La précarité menstruelle concerne de nombreuses femmes. A l'initiative du planning familial de Tours, 8000 protections périodiques seront distribuées, jusqu'en août 2022. Le secours catholique est l'une des structures impliquées.
Dans le fond d’une petite cour, au 21 rue de la Fuye, à Tours, elles sont une dizaine de femmes, assises autour des tables, où elles trouvent un peu de chaleur. Certaines sont accompagnées de leurs enfants, d’autres trient leur linge à laver.
Seule, dans un coin, Rebecca tourne le dos aux autres. Cette jeune femme guadeloupéenne de 30 ans tapote sur un ordinateur. Il lui est arrivé de dormir dehors, raconte-t-elle, mais elle sait qu’elle peut venir ici, au secours catholique.
Elle vit à Tours depuis un an, et cherche du travail et un logement : "C’est ma priorité, j’ai un fils de 14 ans. Le plus important, bien sûr, c’est de le nourrir. Ensuite, j’achète pour moi, souvent des serviettes de mauvaise qualité, les premiers prix."

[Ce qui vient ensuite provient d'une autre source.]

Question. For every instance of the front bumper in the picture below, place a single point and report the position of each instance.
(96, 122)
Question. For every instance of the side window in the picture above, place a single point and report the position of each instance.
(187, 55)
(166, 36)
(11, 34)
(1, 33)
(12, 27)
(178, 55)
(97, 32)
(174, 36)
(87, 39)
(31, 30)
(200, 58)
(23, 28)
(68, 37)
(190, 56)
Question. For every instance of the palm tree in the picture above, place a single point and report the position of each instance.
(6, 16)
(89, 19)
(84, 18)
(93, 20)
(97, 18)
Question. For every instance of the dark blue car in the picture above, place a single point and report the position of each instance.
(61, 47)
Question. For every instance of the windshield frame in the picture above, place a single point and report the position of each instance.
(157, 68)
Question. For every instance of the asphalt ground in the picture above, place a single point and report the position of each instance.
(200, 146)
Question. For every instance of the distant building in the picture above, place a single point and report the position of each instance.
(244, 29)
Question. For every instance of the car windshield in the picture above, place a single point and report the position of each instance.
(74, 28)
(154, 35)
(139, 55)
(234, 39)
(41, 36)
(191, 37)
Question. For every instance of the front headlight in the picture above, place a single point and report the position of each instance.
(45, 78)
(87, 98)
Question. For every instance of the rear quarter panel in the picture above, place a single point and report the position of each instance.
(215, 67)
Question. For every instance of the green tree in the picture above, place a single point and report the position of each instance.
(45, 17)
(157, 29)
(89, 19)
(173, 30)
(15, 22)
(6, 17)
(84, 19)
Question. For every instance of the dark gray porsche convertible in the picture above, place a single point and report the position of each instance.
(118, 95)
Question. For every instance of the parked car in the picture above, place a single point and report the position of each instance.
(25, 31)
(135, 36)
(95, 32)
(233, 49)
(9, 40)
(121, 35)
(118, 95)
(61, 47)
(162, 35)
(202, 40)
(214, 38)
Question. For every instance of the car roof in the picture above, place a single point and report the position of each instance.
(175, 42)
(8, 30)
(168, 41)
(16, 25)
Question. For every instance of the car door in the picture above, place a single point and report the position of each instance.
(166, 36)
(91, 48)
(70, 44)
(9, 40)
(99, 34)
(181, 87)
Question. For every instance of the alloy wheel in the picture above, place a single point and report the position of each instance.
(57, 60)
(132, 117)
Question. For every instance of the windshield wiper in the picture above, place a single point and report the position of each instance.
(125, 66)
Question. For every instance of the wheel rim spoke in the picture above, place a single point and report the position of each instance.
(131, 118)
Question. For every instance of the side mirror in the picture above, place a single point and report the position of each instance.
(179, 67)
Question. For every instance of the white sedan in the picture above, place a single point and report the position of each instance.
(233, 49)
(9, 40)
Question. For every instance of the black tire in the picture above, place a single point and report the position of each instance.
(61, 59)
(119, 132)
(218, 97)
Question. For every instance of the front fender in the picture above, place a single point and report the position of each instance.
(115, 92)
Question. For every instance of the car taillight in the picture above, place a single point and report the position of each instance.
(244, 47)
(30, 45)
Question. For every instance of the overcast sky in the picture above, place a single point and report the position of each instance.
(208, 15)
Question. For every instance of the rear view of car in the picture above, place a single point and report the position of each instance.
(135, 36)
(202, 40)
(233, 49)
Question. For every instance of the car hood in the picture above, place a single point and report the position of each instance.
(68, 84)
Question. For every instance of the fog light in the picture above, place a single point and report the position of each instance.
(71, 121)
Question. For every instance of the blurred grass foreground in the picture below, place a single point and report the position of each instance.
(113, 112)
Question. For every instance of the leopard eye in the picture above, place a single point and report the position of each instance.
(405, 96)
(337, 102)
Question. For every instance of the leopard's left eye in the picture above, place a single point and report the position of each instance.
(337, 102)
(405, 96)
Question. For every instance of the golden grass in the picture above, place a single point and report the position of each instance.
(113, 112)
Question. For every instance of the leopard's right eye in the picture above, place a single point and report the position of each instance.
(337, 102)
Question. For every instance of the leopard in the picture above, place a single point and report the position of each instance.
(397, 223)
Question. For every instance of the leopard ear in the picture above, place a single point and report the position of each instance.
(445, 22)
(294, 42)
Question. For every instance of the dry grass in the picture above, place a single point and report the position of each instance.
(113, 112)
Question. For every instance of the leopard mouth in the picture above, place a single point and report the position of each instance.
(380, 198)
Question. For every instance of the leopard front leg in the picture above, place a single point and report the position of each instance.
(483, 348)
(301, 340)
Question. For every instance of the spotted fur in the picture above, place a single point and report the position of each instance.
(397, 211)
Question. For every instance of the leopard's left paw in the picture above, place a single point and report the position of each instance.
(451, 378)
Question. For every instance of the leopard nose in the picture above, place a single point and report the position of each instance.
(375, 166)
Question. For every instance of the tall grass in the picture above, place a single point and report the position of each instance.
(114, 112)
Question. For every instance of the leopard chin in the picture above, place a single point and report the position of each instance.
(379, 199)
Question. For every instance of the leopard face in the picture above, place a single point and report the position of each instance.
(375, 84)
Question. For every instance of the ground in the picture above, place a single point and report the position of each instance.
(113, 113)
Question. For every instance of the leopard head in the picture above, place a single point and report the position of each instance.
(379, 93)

Je n’ai pas les moyens d’acheter des tampons même si c’est ce que je voudrai.
Rebecca
Sylvie ajoute "qu'il faut prévoir les paquets de serviettes en avance, le 10, je touche l'argent du mois. Du coup, je dois anticiper. Comme j'ai peu de ressource, j'ai recours à des stratégies telles qu'alterner des couches de papier toilette sur la serviette hygiénique pour éviter d’en acheter de nouvelles."

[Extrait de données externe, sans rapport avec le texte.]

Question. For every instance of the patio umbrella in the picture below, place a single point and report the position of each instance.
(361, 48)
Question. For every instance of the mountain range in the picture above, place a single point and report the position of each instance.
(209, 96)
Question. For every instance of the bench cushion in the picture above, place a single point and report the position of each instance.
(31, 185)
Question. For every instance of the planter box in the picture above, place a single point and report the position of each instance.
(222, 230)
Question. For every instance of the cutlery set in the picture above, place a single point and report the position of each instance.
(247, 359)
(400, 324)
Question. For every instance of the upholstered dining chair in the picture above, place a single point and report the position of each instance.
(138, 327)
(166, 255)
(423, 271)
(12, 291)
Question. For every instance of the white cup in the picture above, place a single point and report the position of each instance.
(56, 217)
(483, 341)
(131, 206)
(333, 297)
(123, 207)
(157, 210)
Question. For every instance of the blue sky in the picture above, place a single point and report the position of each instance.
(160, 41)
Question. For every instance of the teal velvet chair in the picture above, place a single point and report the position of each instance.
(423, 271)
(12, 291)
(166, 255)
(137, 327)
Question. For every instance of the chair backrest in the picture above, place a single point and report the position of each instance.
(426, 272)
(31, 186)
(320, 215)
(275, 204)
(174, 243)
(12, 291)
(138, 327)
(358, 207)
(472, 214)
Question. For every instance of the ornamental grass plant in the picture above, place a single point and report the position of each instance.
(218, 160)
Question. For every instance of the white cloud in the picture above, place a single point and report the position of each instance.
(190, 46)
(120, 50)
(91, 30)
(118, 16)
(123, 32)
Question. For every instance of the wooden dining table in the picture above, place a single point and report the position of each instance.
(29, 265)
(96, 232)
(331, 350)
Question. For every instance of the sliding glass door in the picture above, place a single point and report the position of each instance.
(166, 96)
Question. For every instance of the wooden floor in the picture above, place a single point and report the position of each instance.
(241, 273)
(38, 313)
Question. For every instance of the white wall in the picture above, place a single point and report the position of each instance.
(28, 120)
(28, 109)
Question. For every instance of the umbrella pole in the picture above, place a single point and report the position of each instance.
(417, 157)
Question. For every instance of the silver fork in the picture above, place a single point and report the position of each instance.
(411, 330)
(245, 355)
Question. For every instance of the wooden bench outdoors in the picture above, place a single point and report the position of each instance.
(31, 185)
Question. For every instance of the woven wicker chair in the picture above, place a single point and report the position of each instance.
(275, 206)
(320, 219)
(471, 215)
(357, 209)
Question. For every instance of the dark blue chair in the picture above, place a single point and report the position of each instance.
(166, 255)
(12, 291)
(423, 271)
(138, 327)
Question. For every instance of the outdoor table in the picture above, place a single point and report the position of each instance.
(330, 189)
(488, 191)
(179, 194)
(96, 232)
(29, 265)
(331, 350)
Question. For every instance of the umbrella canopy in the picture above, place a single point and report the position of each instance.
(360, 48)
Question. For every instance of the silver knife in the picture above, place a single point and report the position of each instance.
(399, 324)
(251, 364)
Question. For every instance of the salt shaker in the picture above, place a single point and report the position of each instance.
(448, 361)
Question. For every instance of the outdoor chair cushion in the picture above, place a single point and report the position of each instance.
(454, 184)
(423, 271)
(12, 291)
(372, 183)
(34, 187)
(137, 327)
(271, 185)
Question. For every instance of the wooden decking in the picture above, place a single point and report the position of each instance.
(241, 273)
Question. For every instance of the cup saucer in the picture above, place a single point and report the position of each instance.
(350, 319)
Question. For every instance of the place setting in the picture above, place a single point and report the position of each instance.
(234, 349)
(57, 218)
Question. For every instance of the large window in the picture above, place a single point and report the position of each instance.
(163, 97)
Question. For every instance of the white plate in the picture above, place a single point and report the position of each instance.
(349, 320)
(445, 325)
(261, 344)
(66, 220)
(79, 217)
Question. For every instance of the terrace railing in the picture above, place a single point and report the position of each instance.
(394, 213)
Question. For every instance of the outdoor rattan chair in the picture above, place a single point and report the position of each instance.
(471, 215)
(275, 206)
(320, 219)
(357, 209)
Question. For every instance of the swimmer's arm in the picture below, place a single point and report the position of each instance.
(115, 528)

La semaine dernière, Ruth a rencontré des femmes du planning familial. "J'étais contente de pouvoir parler avec elles, car dans ma culture, c'est tabou. En plus, elles m'ont donné une culotte lavable, c’est confortable."
C'est incroyable, j'ai appris qu'entre les protections, les médicaments pour éviter de souffrir, et les arrêts de travail, chaque femme dépense par an de 1700 à 3 000 euros.
Ruth
Règles douloureuses, voire hémorragiques, pour Anaëlle, chaque mois, c’est le même problème. La jeune femme de 38 ans explique "acheter des tampons, impossible même à un euro le paquet à la banque alimentaire, je ne peux pas."
Comme Rebecca, Ruth, ou Anaëlle, elles seraient 1,7 million en France, à subir la précarité menstruelle. Une jeune femme sur six, de 18 à 25 ans, renonce également à changer de protection aussi souvent que nécessaire.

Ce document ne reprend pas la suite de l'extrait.